I don’t know if they still make tracing paper like this. I bought mine secondhand, and I have to say I love it. I would love a Cricut even more, but the tracing paper is in my budget. A Cricut isn’t.

tracing the image onto the sign blank

The tracing paper is a big improvement over my old method for design transfers: rubbing chalk (or pencil) all over the back of a design and then tracing it.

white image transferred to the black sign

You can see above what a great job the tracing paper did at transferring the design. The lines are all dark and crisp. If I’d used chalk, the lines would have been smudgy, and there would be chalk dust everywhere.

Painting the DIY Halloween sign

DIY Halloween sign before painting

With the outlines drawn (except for the spider and spider web, which I somehow managed to forget and had to add in later), I started painting. The painting is always the most time consuming part of making one of these signs. It’s like doing a paint by numbers except that every number is “white.”

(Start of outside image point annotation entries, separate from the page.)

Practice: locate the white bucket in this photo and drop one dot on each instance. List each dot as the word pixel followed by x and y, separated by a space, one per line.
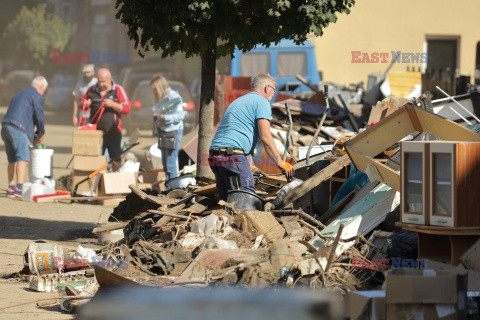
pixel 41 164
pixel 156 157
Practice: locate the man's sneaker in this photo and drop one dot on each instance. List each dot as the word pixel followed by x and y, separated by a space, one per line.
pixel 17 193
pixel 10 193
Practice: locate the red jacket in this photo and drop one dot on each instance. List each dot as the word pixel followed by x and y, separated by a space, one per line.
pixel 109 118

painting the DIY Halloween sign

I used a tiny brush to go around the letters and in the tight spaces …

painting the sign

.. and a bigger brush to fill in the wide open areas.

DIY Halloween sign. Witch hat silhouette with "Something wicked this way comes" printed on it.

I had to paint two or three coats of white to get full coverage over the black.

Finishing touches

Waxing the sign with clear furniture wax

When I was done, I let the paint dry for a few hours. Then I coated the entire sign with some clear furniture wax.

waxing the DIY Halloween sign with clear furniture wax

Once the wax was dry (in about 10 minutes), I buffed it with a clean, lint-free rag, and my sign was done.

DIY Halloween sign. Silhouette of witch's hat with "Something wicked this way comes" typed on it.

It’s kind of cute, right?

If you have any great ideas for other spooky-but-not-creepy Halloween quotes, let me know in the comments below. I need ideas!

Lisa

2 Replies to “From garage sale find to DIY Halloween sign”

  1. There are so many good quotes. One ominous threat that always put the fear in me as a child is
    “I’ll get you my pretty, and your little dog too!” Imagine, someone who would harm little Toto.

    1. Ooh, that’s a good one. I never thought of The Wizard of Oz. For some reason, I had Edgar Allen Poe on my brain when I started thinking of spooky sayings, but as I read through his poems, I realized none of them were going to work. I had forgotten how truly macabre his stuff was.